Da un anno circa non si muoveva più tanto, ma non riusciva a vedersi inoperoso e con il cuore sperava sempre di poter essere utile in qualche modo. Il Mercoledì delle Ceneri di quest’anno fu ricoverato in ospedale per una complicazione polmonare; fu dimesso dopo una quindicina di giorni, ma l’organismo era ormai consumato e il respiro venne presto a mancare. Sabato scorso i confratelli di Casa “San Giuseppe” hanno celebrato l’Eucaristia con lui nella sua stanza e al termine don Alfredo Mozzato gli ha amministrato l’Unzione dei malati, cui ha partecipato consapevolmente e attivamente. Domenica alle 15 ha dato l’ultimo respiro, alla presenza dei nipoti che, assieme al personale, lo hanno amorevolmente assistito e, soprattutto in quest’ultimo mese, mai lasciato solo. Due preoccupazioni meritano rilievo di quanto espresso nei suoi scritti testamentari: lasciare ai parrocchiani di Ca’ Bianca, e indirettamente a tutti noi, la consegna dell’amore reciproco, già chiesto dal Signore Gesù ai suoi discepoli, e suggerire per il suo congedo una celebrazione festosa, come festosa è la conclusione del suo testamento spirituale: Alleluia!

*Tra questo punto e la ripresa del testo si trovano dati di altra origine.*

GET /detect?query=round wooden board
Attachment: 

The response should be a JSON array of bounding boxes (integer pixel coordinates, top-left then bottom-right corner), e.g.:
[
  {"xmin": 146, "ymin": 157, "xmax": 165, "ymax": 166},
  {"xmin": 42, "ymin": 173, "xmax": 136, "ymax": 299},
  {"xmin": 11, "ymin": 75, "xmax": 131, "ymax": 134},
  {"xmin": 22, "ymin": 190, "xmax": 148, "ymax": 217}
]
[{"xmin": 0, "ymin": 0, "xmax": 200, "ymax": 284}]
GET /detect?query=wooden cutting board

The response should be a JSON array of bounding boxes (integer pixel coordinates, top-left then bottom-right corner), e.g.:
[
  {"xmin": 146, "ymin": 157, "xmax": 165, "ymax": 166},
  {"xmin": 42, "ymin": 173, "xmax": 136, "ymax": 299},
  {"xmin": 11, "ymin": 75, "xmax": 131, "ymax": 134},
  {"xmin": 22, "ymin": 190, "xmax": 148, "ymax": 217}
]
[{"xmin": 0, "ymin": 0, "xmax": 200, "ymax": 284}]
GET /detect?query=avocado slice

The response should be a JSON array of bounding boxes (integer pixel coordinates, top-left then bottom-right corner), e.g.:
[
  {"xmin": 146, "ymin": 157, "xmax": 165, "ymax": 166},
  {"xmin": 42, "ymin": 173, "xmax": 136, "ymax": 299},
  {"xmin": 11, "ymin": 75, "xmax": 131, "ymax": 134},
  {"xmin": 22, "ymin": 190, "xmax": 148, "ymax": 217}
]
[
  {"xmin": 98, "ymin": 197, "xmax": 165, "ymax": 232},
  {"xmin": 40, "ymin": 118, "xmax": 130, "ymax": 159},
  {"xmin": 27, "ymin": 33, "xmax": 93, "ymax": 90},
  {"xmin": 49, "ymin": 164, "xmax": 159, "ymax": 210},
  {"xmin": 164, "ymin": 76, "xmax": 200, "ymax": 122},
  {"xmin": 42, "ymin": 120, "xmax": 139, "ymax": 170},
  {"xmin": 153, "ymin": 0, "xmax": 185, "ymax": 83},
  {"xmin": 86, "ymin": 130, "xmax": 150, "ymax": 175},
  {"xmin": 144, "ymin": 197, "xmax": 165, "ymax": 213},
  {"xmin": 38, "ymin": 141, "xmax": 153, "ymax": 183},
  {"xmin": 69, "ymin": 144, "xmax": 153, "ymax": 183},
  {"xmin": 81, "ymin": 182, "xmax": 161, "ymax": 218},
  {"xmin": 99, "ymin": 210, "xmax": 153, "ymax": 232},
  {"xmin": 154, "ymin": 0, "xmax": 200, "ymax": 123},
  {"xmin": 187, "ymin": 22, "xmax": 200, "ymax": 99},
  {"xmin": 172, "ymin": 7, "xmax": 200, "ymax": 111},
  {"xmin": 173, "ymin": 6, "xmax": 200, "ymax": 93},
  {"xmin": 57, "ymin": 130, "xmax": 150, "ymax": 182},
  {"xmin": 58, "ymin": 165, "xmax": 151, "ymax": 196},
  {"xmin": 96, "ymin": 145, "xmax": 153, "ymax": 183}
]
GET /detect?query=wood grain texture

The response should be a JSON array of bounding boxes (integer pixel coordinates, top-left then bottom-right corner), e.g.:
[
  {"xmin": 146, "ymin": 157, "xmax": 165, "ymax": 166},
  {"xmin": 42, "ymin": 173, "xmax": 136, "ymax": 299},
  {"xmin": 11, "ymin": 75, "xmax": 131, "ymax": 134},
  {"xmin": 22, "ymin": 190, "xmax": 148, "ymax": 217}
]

È Pasqua! Alleluia!

Così è stato sia a Chioggia che a Ca’ Bianca: viva partecipazione, nutrita folla di fedeli e di confratelli, il canto e le memorie che in questo tempo di Quaresima ci hanno fatto già pregustare la gioia della Risurrezione. Ora la sua salma riposa nel cimitero della piccola frazione, che fu protagonista di questo miracolo dell’amore del Signore, perché chi vi accede, come faceva spesso anche lui per suffragare i propri cari, dica una preghiera anche per questo grande “piccolo prete”.